International career
- 1873–1878: England / 5 / (0)

= Hubert Heron =

English footballer

George Hubert Hugh Heron (30 January 1852 – 5 June 1914) was an English footballer who made five appearances as a forward for England in the 1870s and won three FA Cup winners' medals.

==Playing career==
Heron was born in Uxbridge, west London and attended Mill Hill School and Cranleigh School. He was a founding member of the Uxbridge Football Club on 3 February 1871 and was its captain from 2 September 1873 until joining the Wanderers in the 1874-75 season.

His first international appearance came on the left of a six-man forward line against Scotland on 8 March 1873 at the Kennington Oval, London, which resulted in a 4–2 victory for England. He was again selected for the third annual match against Scotland on 7 March 1874, when "the Scots managed a 2-1 victory to avenge the 1873 defeat".
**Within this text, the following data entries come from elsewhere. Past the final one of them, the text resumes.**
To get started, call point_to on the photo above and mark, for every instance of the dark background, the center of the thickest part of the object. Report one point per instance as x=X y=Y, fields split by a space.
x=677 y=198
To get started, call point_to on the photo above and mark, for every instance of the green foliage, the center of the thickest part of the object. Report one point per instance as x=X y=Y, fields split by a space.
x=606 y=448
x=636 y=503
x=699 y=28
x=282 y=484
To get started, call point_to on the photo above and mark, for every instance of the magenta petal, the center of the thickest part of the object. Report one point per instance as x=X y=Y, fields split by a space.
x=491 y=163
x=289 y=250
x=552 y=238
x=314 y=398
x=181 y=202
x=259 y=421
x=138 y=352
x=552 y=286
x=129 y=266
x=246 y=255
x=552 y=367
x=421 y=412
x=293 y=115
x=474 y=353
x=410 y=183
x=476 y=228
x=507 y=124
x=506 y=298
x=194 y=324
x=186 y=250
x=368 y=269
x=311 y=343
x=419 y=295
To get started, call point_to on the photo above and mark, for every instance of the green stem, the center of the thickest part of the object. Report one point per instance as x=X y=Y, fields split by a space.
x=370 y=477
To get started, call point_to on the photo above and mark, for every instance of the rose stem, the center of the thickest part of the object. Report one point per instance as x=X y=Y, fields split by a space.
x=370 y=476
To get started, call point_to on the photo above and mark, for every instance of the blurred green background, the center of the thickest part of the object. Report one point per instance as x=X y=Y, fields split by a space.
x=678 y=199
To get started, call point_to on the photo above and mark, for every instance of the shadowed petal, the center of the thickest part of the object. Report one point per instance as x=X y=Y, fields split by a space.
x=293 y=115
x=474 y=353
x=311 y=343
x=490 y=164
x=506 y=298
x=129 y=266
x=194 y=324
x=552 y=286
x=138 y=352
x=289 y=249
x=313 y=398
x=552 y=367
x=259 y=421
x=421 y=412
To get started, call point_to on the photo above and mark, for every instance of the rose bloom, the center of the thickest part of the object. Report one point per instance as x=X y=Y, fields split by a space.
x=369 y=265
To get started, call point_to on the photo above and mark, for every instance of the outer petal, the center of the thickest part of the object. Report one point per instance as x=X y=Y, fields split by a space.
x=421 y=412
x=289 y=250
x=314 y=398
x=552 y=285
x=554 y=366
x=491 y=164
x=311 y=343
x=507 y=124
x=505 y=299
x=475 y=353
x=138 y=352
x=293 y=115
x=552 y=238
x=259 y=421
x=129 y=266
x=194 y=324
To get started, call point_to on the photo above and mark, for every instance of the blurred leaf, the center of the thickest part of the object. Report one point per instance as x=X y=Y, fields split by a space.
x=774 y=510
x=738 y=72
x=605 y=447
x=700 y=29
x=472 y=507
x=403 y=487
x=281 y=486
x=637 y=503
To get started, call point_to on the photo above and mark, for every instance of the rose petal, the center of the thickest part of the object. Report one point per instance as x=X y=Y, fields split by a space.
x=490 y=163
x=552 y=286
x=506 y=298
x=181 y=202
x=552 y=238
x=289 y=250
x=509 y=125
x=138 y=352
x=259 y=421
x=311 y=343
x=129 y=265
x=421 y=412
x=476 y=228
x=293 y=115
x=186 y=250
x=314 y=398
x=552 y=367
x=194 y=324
He made his debut for Wanderers on 4 March 1874 in a mixed club friendly match against Westminster School. He was described in the 1875 "Football Annual" as "a wing player (who) is useful and at times brilliant; is fast and dribbles skilfully, used to be a little selfish in his style of play, but of late very much improved in this respect". He made ten appearances for Wanderers in 1874–75, scoring eight goals.

In 1875, he was one of several Wanderers players selected to meet Scotland at Kennington Oval on 6 March. This match ended 2-2, with England's goals coming from Heron's Wanderers team-mates, Charles Wollaston and Charles Alcock. For the next year's international match played at Hamilton Crescent, Partick on 4 March 1876 Heron was appointed captain, with his younger brother Francis playing alongside him. According to Philip Gibbons, "England struggled throughout the game, which saw the home team run out winners by three goals to nil."

A week after the England match, he was part of the Wanderers team that met the Old Etonians in the 1876 FA Cup Final at the Kennington Oval. The first match ended in a 1–1 draw, with the Wanderers victorious 3–0 in the replay on 18 March. Heron was involved in the second and third Wanderers goals, twice laying on the crosses for Thomas Hughes to score. Francis also played for Wanderers in this match; it would be another 120 years before a pair of brothers again played together in an FA Cup-final winning side and for England in the same season, when Gary and Phil Neville did so in 1996.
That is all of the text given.